# Shadow



## Snuggys Mom (Jan 18, 2011)

I had to say goodbye to my sweet, sweet fuzzy boy, Shadow yesterday. He will be missed by us all, but most of all by Penny.


----------



## JimD (Jan 18, 2011)

I'm so sorry 

Binky free, Shadow.

ray::rainbow:

....we'll see you on the other side.


----------



## Snuggys Mom (Jan 18, 2011)

He loved Penny with all his little heart, and he knew how much she loved him. It's hard, and strange, to see her without him. I let her see his body yesterday. She sat with him, sniffing and grooming, off and on for a while. I wanted her to have a chance to say goodbye. She's doing better than I expected. She's eating normally, thank goodness. I'm giving her lots of extra attention and love.


----------



## SOOOSKA (Jan 18, 2011)

Oh I'm so sorry to hear this sad news.

Binky pain free at the Rainbow Bridge :rainbow:Handsome Shadow.

You will be missed.

Susan:bunnyangel2:


----------



## SOOOSKA (Jan 18, 2011)

Sorry double post.

Susan:bunnyangel:


----------



## Nancy McClelland (Jan 18, 2011)

We're so sorry to hear you lost Shadow. It's never easy saying goodbye and they leave such a hole in your heart. Binky free at the Bridge little man, you are loved and missed.


----------



## pumpkinandwhiskersmom (Jan 19, 2011)

I'm so sorry for your loss. Shadow is a beautiful boy! ray: for you and Penny as you mourn the loss of your loved one.


----------



## yngmea (Jan 19, 2011)

binky free shadow


----------



## LuvaBun (Jan 19, 2011)

Oh Laura, I'm so sorry to hear this. Shadow was such a beautiful boy. I know from experience how heart breaking it is to see the remaining bonded bunny on their own. I hope Penny is coping.

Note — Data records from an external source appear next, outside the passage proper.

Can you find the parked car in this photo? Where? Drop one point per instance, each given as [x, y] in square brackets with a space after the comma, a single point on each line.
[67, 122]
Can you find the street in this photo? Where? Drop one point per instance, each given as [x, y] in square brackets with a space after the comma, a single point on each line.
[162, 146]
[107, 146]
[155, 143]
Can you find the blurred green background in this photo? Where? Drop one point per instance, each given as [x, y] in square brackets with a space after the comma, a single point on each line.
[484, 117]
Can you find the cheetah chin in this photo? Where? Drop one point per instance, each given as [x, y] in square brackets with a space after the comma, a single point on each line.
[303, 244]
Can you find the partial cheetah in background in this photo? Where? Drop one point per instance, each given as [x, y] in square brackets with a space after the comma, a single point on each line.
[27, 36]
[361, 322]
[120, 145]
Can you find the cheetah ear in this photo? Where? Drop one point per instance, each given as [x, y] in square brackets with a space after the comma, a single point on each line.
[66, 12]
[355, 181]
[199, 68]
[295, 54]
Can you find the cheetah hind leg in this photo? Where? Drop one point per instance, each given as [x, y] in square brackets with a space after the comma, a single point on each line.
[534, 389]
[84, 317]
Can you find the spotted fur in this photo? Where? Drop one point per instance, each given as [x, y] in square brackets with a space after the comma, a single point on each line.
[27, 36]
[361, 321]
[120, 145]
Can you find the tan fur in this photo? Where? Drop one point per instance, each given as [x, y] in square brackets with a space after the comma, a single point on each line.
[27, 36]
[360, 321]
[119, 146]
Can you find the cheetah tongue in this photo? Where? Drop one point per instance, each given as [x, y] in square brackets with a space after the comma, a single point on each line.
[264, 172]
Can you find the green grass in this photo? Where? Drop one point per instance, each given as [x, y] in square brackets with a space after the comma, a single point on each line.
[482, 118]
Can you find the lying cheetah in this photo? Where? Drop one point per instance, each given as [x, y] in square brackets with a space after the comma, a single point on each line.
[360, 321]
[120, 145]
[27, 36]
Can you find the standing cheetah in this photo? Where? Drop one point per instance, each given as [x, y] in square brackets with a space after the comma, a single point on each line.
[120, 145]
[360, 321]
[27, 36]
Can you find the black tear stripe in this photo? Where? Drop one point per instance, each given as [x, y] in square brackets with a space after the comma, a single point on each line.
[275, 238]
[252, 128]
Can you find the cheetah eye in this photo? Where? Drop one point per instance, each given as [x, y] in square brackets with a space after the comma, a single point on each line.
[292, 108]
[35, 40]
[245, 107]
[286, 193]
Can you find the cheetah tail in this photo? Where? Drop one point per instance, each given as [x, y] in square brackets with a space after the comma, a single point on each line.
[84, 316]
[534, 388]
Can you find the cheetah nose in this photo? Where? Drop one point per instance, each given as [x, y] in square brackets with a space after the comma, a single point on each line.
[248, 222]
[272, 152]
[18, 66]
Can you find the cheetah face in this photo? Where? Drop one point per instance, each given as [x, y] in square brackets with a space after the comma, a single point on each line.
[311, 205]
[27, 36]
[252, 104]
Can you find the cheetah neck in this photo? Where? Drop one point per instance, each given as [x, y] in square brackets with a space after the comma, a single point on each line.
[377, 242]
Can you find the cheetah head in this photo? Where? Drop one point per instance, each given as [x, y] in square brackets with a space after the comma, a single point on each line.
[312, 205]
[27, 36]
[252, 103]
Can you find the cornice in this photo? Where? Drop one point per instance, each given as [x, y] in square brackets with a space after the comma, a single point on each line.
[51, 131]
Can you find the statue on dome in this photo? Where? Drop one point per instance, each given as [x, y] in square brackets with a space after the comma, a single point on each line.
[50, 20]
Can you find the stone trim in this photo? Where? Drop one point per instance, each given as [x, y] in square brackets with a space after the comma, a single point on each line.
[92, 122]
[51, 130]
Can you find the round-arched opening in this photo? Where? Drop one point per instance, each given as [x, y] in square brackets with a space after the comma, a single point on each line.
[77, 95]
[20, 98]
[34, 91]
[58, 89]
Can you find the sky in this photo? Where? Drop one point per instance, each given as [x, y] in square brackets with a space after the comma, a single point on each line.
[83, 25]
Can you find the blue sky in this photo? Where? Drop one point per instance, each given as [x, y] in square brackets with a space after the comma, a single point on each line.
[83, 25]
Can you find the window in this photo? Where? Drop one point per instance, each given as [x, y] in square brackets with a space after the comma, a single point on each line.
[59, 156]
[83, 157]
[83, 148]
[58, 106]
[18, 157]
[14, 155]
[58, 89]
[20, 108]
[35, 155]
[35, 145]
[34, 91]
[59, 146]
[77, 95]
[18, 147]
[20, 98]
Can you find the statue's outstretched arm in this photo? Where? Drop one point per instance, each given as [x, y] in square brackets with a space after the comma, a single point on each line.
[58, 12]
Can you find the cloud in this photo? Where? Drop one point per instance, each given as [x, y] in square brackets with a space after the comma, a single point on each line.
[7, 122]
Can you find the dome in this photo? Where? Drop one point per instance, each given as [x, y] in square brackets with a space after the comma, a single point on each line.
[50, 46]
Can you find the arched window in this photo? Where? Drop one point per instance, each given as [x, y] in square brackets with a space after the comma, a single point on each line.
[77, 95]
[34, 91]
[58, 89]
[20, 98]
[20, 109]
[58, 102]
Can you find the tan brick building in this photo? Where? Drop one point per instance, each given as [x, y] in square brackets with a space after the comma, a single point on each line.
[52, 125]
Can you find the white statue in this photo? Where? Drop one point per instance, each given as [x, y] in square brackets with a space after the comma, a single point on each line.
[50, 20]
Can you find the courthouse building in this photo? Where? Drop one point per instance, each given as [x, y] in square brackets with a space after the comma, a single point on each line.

Sorry to see you back here under sad circumstances. Hope you, Snuggy and Penny are OK

Jan


----------



## Pet_Bunny (Jan 19, 2011)

So sorry to hear the sad news.

Binky Free Shadow. ink iris:


----------



## cheryl (Jan 20, 2011)

Laura..i'm so very sorry you lost Shadow..he was such a handsome little boy..


----------



## naturestee (Jan 20, 2011)

Laura, I'm so sorry. Hugs for you, Pennie, and your family.


----------



## Snuggys Mom (Jan 21, 2011)

Thanks, everyone. Penny is doing well. I think I may try to slowly introduce her to Snuggy now. They've seen each other through the baby gate many times and seemed friendly. Shadow was the jealous one who always started fights when the girls tried to "talk". He was extremely possessive of Penny. I hope the girls can bond. Snuggy hasn't had a friend since Baby passed in '07.


----------



## Nancy McClelland (Jan 21, 2011)

We wish you luck. :magicwand:


----------



## jordiwes (Jan 31, 2011)

Oh my gosh, I'm so sorry Laura. He was one of the cutest bunnies in the world. I hope Snuggy and Penny can give each other comfort.


----------